Three-dimensional super-resolution imaging

There are fewer topics hotter in optical microscopy than breaking the diffraction limit. Scientists around the world have been making a push in the last few years to lessen the drawbacks to various super-resolution techniques. Today, Jian Yong Tang from Howard Hughes Medical Institute presented a way to add the third dimension to super-resolution imaging.

His method, which he calls virtual volume photoactivated localization microscopy (PALM), bridges the gap in current methods, most of which provide either a high volume or high axial resolution but not both. He used a simple approach – placing a tilted mirror beside the sample – to create a virtual image of the side of the sample. The microfabricated tilted micro-mirror simultaneously generates a side view of emitting single molecules. This converts the task of axial localization to lateral localization. Thus, the 3D image can be reconstructed with isotropic resolution by correlating single molecule events in the front view and side views.

He tried this method on bacteria, imaging a protein labeled with Dronpa (a photoswitchable fluorescent protein) in a single E. coli cell. He was able to produce very nice 3D images that were higher resolution than confocal microscopy would produce.

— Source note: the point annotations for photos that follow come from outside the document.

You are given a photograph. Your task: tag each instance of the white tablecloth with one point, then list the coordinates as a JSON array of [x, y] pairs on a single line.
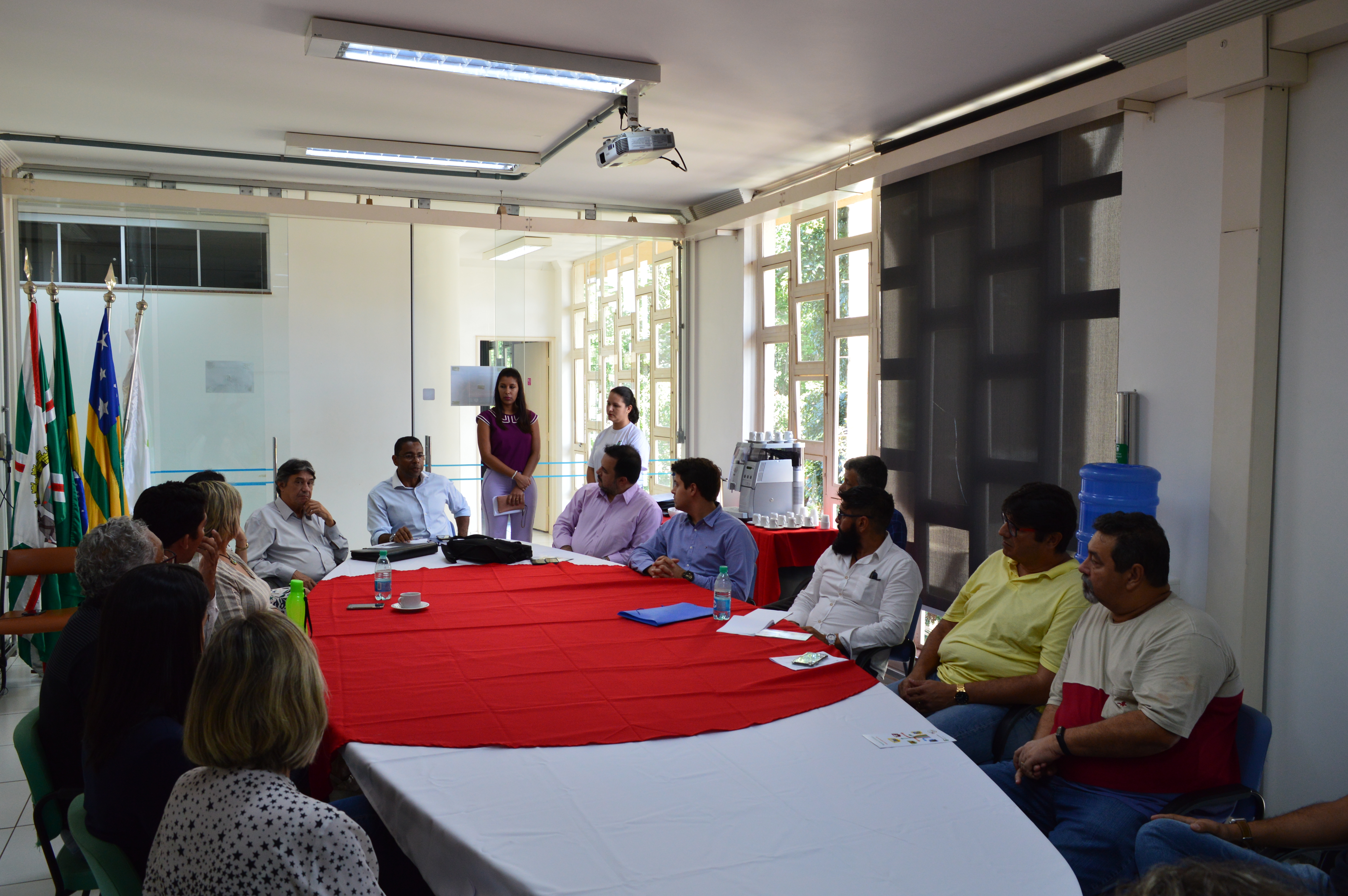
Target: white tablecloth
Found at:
[[801, 806]]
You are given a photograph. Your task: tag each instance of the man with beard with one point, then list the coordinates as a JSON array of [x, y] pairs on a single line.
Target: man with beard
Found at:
[[1001, 643], [1142, 709], [866, 589], [613, 517]]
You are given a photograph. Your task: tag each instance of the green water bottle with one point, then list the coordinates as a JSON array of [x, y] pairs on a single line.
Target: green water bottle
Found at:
[[296, 604]]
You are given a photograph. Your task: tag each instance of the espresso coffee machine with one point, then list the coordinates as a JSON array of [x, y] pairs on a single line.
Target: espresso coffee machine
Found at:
[[769, 474]]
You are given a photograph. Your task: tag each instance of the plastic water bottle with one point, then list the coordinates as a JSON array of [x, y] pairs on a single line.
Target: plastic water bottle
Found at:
[[722, 596], [383, 579], [296, 604]]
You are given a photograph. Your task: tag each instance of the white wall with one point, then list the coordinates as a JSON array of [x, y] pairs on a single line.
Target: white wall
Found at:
[[1308, 610], [1168, 313], [350, 371], [720, 327]]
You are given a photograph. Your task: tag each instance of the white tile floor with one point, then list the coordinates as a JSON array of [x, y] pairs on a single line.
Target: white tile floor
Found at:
[[24, 872]]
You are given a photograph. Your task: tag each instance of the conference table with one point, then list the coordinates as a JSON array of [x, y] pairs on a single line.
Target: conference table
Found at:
[[800, 805]]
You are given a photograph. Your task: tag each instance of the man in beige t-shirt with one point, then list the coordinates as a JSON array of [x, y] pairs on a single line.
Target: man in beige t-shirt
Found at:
[[1142, 709]]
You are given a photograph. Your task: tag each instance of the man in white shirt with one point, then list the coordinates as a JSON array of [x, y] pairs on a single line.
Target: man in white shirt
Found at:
[[294, 537], [410, 504], [866, 589]]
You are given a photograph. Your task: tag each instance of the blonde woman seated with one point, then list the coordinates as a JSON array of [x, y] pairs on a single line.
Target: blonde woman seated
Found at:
[[257, 712], [238, 588]]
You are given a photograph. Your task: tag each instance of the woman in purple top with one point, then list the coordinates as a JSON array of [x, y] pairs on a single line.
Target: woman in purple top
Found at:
[[508, 437]]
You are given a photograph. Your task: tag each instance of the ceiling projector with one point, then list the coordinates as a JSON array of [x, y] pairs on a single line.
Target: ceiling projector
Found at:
[[634, 147]]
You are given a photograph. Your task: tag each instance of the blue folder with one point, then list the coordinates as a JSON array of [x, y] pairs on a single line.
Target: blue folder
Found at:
[[666, 615]]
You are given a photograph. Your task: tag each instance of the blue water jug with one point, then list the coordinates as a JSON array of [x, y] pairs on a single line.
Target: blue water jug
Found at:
[[1109, 488]]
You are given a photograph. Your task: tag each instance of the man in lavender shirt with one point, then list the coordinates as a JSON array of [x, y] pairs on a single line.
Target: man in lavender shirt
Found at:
[[611, 517]]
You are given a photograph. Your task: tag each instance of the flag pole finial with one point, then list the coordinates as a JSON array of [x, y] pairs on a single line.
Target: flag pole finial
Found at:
[[111, 282], [52, 285], [28, 271]]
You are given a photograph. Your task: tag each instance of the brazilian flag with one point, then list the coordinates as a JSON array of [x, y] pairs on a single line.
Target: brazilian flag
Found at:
[[104, 495]]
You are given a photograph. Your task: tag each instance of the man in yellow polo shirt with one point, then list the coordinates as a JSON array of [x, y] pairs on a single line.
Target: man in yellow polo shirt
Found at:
[[1002, 642]]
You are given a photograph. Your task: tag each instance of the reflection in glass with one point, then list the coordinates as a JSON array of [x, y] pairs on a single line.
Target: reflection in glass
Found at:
[[661, 464], [777, 236], [629, 293], [579, 399], [625, 348], [851, 425], [664, 403], [664, 274], [87, 250], [644, 263], [813, 483], [855, 218], [644, 390], [854, 277], [644, 317], [777, 297], [777, 413], [812, 235], [809, 410], [664, 344], [809, 331]]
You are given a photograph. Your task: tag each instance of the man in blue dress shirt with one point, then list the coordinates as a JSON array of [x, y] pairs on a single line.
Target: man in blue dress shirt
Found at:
[[696, 544], [410, 504]]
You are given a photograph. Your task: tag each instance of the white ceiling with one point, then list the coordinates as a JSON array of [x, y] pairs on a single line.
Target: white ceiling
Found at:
[[753, 91]]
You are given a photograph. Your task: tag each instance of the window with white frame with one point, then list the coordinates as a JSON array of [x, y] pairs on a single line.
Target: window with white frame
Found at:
[[626, 331], [817, 336]]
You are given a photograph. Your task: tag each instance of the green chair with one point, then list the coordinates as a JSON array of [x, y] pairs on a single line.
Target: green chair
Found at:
[[69, 871], [111, 868]]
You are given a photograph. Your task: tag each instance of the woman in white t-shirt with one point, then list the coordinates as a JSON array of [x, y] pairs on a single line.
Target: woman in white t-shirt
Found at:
[[625, 414]]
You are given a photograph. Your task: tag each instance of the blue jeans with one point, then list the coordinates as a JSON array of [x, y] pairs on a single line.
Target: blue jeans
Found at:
[[1094, 832], [974, 726], [1167, 841]]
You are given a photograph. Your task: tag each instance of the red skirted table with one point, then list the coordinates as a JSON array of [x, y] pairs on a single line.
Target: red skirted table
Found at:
[[538, 657], [785, 548]]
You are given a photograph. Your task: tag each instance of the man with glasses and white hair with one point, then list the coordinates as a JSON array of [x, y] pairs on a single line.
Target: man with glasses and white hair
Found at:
[[1002, 642], [866, 589], [103, 557], [294, 537]]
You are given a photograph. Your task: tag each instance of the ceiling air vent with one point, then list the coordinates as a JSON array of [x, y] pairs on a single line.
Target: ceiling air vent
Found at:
[[722, 203]]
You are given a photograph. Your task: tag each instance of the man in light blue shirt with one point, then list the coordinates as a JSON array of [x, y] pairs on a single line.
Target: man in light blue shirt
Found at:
[[410, 504], [695, 545]]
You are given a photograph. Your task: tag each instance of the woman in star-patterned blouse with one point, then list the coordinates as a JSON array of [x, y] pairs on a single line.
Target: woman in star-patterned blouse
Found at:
[[239, 827]]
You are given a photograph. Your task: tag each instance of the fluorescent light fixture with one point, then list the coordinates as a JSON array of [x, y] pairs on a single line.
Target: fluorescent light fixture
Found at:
[[332, 40], [517, 248], [998, 96], [409, 154]]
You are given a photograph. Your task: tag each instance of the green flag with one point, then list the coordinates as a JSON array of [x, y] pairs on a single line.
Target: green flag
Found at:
[[63, 440]]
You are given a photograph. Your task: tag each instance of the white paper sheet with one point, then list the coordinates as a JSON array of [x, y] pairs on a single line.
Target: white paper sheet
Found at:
[[753, 623]]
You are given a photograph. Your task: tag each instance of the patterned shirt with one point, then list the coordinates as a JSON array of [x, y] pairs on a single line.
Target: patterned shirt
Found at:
[[246, 832]]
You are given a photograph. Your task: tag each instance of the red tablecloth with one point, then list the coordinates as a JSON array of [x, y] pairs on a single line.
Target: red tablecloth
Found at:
[[538, 657], [785, 548]]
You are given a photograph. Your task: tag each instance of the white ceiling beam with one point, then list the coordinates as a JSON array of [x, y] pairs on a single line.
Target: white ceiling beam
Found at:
[[34, 189]]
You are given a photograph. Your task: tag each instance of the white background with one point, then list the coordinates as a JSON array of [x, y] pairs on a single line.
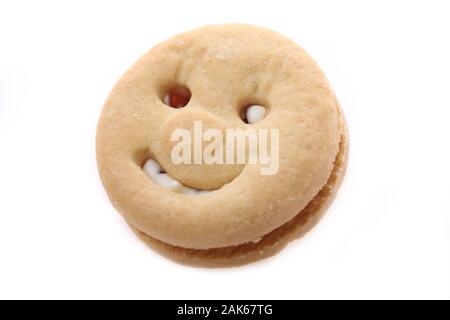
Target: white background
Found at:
[[386, 236]]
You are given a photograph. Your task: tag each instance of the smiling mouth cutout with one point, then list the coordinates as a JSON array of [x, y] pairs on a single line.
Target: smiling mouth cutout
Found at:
[[162, 178], [212, 147]]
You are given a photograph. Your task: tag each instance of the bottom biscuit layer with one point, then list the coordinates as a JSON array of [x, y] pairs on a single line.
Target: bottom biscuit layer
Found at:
[[271, 243]]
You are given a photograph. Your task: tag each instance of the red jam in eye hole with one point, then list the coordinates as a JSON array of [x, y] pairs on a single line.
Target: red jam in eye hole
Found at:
[[177, 97]]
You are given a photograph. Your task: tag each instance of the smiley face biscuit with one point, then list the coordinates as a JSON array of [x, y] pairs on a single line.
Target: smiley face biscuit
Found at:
[[221, 77]]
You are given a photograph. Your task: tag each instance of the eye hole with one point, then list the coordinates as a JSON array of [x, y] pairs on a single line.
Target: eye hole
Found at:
[[253, 113], [177, 97]]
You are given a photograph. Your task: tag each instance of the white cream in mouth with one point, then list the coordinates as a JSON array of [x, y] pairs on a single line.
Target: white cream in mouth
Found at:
[[156, 173]]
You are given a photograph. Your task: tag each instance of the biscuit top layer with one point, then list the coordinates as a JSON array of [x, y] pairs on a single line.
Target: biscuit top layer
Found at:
[[225, 67]]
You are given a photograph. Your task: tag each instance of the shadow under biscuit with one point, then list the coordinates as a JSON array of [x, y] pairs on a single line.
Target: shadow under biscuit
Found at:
[[271, 243]]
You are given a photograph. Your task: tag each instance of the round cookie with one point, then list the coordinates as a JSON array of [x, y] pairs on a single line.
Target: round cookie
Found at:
[[248, 216]]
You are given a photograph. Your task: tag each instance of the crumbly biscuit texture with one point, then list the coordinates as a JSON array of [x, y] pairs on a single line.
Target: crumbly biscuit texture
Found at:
[[225, 67]]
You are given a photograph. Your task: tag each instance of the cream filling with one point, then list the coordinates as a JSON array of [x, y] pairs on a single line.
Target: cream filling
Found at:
[[157, 174], [152, 168]]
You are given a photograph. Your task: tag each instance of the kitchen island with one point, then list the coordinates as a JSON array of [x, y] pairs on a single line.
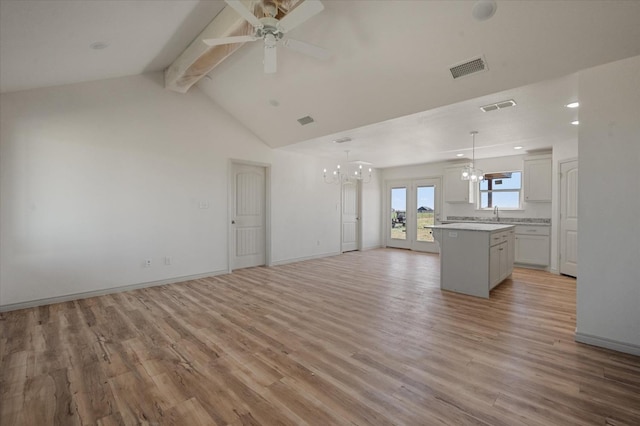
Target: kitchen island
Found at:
[[474, 257]]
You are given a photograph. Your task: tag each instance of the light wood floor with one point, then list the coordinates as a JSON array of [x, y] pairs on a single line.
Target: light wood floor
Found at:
[[362, 338]]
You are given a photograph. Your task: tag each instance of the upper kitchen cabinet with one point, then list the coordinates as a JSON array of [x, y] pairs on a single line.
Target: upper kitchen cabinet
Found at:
[[537, 179], [456, 190]]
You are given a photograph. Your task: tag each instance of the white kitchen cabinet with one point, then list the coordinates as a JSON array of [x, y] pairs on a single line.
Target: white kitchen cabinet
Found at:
[[457, 190], [474, 257], [537, 180], [532, 245]]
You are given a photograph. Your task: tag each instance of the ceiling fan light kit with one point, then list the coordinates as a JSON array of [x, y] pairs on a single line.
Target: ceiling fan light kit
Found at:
[[339, 175], [271, 30]]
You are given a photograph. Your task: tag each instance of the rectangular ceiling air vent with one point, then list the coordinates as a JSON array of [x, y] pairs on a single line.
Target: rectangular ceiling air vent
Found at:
[[305, 120], [498, 105], [472, 66]]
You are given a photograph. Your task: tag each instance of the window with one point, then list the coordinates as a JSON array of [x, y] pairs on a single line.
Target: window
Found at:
[[501, 189]]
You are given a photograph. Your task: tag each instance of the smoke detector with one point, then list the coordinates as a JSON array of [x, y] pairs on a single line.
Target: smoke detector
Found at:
[[498, 105]]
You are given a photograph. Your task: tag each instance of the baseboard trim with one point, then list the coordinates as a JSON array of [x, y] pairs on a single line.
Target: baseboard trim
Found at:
[[102, 292], [301, 259], [607, 343]]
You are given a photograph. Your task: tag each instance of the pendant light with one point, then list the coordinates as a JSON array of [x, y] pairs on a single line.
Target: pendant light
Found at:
[[469, 172]]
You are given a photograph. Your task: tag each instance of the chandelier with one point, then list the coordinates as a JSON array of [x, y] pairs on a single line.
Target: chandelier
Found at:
[[469, 172], [347, 173]]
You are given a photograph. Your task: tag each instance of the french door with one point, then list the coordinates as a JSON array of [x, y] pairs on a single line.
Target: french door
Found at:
[[248, 216], [413, 206]]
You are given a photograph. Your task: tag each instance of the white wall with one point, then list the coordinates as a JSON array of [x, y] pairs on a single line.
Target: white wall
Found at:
[[608, 299], [96, 177]]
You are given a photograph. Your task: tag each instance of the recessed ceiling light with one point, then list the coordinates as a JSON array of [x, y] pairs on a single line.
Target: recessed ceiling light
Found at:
[[484, 9], [99, 45]]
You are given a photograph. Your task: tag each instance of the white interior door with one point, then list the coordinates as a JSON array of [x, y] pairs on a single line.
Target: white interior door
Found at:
[[569, 218], [248, 217], [350, 216], [398, 202]]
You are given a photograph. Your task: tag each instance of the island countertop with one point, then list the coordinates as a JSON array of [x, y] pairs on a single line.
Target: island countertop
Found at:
[[468, 226]]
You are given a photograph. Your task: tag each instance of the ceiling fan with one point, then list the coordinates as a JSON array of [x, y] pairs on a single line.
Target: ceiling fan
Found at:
[[271, 30]]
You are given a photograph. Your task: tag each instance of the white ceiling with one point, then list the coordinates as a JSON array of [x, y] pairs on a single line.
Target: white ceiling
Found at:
[[46, 42], [390, 60]]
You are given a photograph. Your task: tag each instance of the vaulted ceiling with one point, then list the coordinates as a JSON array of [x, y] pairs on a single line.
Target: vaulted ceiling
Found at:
[[387, 84]]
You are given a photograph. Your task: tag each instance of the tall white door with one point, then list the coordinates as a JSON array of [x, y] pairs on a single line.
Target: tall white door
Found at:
[[569, 218], [350, 216], [248, 221]]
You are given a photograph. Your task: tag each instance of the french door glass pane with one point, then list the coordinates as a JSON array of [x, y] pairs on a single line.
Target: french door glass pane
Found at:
[[426, 203], [399, 213]]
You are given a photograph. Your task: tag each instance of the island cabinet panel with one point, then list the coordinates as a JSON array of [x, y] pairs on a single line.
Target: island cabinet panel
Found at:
[[456, 190], [474, 258]]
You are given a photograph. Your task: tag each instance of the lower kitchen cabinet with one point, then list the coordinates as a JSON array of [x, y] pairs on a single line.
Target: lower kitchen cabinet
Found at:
[[532, 245]]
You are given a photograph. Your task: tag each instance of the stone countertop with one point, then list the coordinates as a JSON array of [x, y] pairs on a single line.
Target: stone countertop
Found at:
[[469, 226]]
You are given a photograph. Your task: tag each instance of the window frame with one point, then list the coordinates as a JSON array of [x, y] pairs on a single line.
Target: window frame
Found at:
[[479, 192]]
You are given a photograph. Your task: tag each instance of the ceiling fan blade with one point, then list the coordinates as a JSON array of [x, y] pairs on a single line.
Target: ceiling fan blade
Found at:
[[245, 13], [307, 49], [300, 14], [228, 40], [270, 60]]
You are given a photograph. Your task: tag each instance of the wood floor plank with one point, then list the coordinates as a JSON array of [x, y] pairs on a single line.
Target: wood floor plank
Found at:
[[361, 338]]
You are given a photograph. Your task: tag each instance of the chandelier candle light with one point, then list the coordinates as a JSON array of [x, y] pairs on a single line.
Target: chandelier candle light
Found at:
[[340, 175], [469, 172]]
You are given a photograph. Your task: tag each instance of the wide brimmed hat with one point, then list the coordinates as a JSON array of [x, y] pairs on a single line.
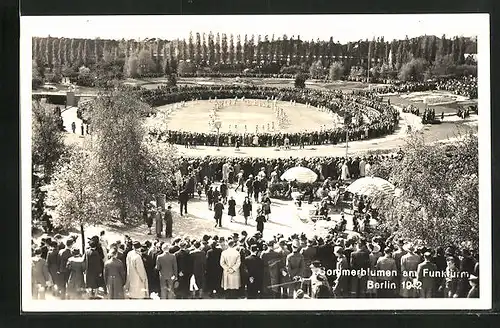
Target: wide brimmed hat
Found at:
[[315, 264], [376, 248], [409, 247], [473, 278]]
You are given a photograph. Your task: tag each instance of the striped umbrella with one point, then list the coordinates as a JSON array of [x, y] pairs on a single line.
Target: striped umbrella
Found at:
[[371, 186], [300, 174]]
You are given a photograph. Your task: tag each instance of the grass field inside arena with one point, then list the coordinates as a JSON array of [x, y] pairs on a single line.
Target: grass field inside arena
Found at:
[[252, 113]]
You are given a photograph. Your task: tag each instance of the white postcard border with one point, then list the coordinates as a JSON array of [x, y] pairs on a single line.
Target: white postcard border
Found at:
[[28, 29]]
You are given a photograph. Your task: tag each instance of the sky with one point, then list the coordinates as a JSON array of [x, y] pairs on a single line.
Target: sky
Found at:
[[342, 28]]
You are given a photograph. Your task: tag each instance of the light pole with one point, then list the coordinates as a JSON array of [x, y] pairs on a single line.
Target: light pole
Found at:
[[218, 124], [346, 141]]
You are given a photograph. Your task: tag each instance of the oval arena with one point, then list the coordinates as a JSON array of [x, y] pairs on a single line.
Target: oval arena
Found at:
[[190, 115]]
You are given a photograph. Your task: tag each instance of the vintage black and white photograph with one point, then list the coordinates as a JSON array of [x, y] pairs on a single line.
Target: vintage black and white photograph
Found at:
[[277, 162]]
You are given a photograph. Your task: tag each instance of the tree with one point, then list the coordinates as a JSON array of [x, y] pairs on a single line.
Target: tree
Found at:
[[47, 139], [116, 116], [223, 51], [159, 167], [204, 50], [36, 77], [258, 50], [185, 68], [316, 70], [198, 52], [239, 54], [145, 65], [300, 80], [190, 47], [131, 66], [78, 193], [211, 48], [85, 53], [336, 71], [443, 66], [413, 70], [231, 49], [217, 49], [439, 202]]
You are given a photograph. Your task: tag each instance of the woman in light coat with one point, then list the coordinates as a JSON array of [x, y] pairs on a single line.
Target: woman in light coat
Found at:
[[230, 261], [137, 279]]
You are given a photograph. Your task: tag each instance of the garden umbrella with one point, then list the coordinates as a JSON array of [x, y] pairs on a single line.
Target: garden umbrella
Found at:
[[371, 186], [300, 174]]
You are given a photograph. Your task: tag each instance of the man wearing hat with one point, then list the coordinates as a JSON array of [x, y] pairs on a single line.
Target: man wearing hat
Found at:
[[309, 254], [218, 209], [318, 283], [255, 276], [426, 272], [360, 260], [409, 265], [93, 266], [230, 262], [40, 276], [341, 287], [387, 279], [185, 269], [272, 270], [137, 279], [166, 264], [53, 262], [295, 266], [474, 291], [64, 255], [114, 276], [168, 222], [397, 255]]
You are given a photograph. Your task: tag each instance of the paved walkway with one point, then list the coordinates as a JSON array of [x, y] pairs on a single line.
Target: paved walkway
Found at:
[[285, 218]]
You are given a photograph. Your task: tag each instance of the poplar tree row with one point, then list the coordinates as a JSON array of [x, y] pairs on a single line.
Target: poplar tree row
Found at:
[[249, 51]]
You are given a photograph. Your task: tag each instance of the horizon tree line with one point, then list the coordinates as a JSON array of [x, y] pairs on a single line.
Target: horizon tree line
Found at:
[[220, 51]]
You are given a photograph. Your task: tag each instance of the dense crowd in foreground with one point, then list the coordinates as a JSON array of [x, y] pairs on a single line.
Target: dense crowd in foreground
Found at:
[[247, 266]]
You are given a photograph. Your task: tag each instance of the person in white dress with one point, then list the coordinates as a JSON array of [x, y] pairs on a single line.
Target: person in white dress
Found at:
[[368, 168], [137, 279], [344, 171], [362, 168], [230, 262]]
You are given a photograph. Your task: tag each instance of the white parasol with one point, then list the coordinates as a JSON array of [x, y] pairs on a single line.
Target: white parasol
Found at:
[[300, 174], [371, 186]]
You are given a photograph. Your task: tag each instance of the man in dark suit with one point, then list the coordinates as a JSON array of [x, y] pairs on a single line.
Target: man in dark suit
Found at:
[[185, 269], [425, 274], [360, 260], [64, 255], [255, 268], [183, 199], [53, 263], [272, 270], [166, 264]]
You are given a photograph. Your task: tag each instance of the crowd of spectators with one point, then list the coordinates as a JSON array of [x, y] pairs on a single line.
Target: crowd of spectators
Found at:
[[246, 265], [382, 118]]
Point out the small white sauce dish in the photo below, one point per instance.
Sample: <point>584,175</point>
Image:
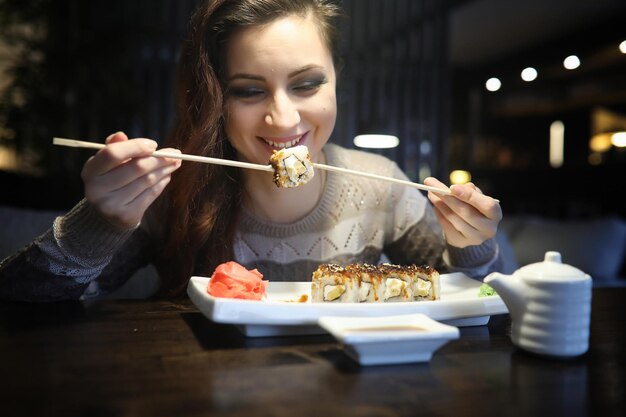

Virtual volume PALM comes with the advantages of not relying on an off-focus pattern, being less sensitive to Z-drift, being less vulnerable to optical aberration, and producing similar resolutions in all dimensions. It does have a limited field of view, but this can be overcome using tiling. For biological applications, the third dimension helps give assurance that the image or shape being seen isn’t an artifact.

Tang also presented results from combining virtual volume PALM with another technique called point accumulation for imaging in nanoscale topography (PAINT) and would like to combine it with other methods such as temporal focusing. In addition, his group is working gradually toward live cell imaging.